Emmy stood between the two men and she looked back at Lt. Blake as he waited for her to accompany him outside.

"Ms. Hunterson, we need to make haste." The lieutenant stepped forward to her and held out his hand for her to take. "The sooner we get started, the sooner we can get you to safety and you'll heal in a proper facility."

"Yes, Joseph." She still felt strange calling by his first name, but after the day endured, she could've cared less about formality. "I just...AHHH!"

She yelled in pain as her leg again enflamed with her injury and standing on it for so long. Lt. Blake, being closer to her, went to steady her as Schofield was also alerted to her plight.

"It's alright." Lt. Blake's arm went around her slight waist as he locked eyes with Schofield, seeing how he would react to another man placing his hands on this woman, if only to assist her. "It may not be ideal for you to walk, Miss Hunterson. One of us may have to carry you outside to the ambulance."

"That's fine." She groaned out, her arm going around Lt. Blake's shoulders. So long as the agony in her leg stopped... "I trust you, Joseph. If Will doesn't mind either."

"No, Emmy. He'll take you outside and I'll get your pack." Schofield assured her of no animosity between him and the lieutenant as Blake gingerly lifted up the young woman in his arms and made his way out of the tent.

Lt. Blake had volunteered to escort her to safety and Schofield trusted him with everything he had to do so.

As she was carried out of the tent, Emmy looked at him over Lt. Blake's shoulder. Her moistened lips mouthed to him and only for him, those divine words.

"I love you, Will."

"I love you, Emmy." He murmured softly, and she knew he meant it. Time could dare to challenge them now more than ever as her fate was now placed in the hands of his late comrade's brother.

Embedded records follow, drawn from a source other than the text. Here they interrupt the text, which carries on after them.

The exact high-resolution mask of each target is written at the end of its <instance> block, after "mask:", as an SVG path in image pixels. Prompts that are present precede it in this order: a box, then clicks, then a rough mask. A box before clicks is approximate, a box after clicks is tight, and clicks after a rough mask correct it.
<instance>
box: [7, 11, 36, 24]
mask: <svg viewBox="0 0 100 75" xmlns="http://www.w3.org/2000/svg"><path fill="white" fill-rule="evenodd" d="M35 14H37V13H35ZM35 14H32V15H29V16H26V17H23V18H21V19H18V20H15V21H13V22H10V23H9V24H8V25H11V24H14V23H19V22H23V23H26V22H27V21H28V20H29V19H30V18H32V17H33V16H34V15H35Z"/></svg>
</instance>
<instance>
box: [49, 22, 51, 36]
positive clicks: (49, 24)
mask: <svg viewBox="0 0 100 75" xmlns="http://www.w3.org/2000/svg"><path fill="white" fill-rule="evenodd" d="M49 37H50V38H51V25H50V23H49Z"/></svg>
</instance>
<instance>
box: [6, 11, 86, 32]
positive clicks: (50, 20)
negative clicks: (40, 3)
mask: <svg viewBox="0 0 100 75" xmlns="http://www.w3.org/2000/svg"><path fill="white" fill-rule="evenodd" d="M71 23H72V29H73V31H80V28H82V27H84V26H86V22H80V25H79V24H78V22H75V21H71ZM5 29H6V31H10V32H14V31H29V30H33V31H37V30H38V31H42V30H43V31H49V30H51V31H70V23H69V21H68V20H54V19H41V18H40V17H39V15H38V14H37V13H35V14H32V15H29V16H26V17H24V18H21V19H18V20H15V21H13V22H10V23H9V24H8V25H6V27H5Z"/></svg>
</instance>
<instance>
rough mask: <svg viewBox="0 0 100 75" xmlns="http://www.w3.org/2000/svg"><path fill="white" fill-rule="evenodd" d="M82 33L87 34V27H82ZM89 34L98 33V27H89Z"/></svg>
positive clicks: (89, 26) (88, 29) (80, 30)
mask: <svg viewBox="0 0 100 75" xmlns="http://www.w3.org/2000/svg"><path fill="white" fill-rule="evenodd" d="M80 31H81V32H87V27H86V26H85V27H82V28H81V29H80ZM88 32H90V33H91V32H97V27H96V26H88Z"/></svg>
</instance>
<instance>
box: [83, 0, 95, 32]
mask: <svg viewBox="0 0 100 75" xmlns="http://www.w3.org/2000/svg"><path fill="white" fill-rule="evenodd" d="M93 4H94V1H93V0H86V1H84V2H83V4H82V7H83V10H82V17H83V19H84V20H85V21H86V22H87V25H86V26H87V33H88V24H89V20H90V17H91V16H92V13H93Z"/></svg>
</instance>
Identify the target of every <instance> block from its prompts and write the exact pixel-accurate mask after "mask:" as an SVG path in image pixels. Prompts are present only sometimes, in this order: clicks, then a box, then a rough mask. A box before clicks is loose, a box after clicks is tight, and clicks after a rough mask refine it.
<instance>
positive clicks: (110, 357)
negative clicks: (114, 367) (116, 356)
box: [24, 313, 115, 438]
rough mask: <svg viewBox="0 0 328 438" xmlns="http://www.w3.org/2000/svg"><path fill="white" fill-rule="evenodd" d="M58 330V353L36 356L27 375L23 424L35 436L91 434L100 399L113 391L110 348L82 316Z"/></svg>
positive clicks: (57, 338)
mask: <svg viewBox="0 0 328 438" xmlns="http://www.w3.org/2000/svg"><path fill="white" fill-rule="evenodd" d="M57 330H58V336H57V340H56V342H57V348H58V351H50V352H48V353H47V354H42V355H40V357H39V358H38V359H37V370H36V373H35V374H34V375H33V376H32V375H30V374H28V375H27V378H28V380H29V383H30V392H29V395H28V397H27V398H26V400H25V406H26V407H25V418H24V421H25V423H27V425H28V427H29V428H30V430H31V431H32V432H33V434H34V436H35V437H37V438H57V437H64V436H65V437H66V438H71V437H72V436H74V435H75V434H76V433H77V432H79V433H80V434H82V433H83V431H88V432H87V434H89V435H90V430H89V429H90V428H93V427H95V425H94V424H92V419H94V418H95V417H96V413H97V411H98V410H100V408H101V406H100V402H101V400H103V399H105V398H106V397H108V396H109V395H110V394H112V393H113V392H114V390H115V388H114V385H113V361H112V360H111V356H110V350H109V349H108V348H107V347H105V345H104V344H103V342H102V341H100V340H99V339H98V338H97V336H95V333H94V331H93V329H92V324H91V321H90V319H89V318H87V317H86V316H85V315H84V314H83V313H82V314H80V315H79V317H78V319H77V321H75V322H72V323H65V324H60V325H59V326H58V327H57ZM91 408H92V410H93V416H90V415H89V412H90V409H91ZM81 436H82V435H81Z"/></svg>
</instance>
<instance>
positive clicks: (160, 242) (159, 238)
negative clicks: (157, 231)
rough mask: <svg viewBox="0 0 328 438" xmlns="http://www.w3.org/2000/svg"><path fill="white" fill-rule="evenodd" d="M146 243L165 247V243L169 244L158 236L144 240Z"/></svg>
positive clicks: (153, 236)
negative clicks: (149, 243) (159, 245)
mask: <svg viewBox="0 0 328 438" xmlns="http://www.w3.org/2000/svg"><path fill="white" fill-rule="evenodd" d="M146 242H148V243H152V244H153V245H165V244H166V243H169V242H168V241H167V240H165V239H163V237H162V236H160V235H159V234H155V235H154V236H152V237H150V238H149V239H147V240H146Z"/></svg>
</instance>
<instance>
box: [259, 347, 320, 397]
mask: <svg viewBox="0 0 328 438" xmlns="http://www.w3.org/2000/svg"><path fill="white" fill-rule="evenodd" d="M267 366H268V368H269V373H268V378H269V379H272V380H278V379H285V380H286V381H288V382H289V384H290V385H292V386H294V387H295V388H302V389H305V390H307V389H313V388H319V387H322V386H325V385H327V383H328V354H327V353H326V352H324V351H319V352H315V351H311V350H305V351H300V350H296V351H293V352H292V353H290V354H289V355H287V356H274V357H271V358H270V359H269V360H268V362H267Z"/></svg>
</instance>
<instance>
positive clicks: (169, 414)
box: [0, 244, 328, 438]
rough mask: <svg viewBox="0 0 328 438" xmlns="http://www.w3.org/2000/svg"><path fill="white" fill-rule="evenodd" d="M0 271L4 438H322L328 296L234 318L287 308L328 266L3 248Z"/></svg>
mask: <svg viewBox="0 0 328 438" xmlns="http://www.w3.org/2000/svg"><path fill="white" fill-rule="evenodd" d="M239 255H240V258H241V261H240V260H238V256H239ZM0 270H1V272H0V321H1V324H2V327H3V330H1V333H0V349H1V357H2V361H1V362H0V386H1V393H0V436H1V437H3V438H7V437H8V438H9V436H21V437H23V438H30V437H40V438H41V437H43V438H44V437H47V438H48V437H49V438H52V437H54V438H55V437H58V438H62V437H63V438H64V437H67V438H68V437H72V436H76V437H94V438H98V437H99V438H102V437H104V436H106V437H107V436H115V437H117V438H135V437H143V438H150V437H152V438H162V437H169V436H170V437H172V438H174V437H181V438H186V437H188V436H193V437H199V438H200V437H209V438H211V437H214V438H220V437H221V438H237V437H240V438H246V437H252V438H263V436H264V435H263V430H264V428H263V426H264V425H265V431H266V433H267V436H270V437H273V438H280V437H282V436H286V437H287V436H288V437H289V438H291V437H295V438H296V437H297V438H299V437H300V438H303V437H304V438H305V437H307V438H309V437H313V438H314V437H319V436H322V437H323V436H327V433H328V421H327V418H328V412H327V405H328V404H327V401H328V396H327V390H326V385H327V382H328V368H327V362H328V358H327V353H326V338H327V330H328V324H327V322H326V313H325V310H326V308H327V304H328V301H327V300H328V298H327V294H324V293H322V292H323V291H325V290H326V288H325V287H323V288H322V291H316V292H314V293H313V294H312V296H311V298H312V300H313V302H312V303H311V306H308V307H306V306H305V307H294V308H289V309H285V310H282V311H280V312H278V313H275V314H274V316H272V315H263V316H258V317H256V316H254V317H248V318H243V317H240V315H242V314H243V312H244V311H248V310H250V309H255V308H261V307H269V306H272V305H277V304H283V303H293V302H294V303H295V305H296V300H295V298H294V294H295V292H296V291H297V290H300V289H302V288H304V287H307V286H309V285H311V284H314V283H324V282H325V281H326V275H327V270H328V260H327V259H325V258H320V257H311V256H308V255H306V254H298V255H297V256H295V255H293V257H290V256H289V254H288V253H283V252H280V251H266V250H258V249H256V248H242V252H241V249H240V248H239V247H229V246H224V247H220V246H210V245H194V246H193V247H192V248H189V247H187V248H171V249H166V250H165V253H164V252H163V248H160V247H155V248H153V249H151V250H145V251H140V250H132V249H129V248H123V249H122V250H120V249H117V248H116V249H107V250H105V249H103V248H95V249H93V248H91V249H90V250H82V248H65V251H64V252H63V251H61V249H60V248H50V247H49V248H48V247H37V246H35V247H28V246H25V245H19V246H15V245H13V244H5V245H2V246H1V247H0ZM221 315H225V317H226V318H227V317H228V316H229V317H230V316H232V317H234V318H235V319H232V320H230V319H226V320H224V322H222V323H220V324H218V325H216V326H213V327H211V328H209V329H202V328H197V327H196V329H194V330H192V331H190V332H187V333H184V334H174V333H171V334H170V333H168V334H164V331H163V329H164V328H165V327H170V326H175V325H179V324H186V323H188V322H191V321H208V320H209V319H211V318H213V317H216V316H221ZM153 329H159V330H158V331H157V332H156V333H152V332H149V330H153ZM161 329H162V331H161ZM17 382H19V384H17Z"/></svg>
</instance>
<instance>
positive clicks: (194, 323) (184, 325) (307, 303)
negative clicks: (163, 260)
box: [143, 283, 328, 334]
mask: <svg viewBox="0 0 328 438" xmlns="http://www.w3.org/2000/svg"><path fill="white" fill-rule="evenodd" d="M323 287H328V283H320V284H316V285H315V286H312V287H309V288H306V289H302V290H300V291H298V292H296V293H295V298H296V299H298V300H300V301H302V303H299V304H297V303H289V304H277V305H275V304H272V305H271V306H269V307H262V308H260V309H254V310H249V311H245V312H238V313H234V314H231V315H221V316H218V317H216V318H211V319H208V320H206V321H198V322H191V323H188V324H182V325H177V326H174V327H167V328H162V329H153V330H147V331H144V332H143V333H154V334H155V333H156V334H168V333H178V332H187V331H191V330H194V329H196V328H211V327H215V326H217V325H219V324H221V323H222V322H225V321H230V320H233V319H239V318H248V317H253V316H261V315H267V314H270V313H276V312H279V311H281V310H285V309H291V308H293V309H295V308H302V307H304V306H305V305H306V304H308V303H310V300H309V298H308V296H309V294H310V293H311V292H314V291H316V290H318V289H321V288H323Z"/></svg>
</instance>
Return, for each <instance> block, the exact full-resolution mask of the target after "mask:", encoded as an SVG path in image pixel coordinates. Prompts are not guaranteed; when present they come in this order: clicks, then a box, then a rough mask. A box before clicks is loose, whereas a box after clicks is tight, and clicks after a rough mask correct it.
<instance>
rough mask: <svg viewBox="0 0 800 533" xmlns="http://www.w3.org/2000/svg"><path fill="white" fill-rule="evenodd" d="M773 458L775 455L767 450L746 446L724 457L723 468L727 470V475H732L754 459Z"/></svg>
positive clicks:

His hands shakily placed her photograph back inside his tobacco tin and he closed the lid before sliding the container into his uniform tunic front pocket. If he wasn't able to physically protect her until he was on leave, he would at least safekeep the representation of her back in 2020. Her welfare was worth preserving, whether it was with him in this century or her own era one hundred years in this mysterious future, it mattered not.

It would be her choice and he would do everything possible to honor that as not as a soldier on an assignment, but as a man hopelessly in love.

And he daren't cause her more emotional harm by asking her to stay.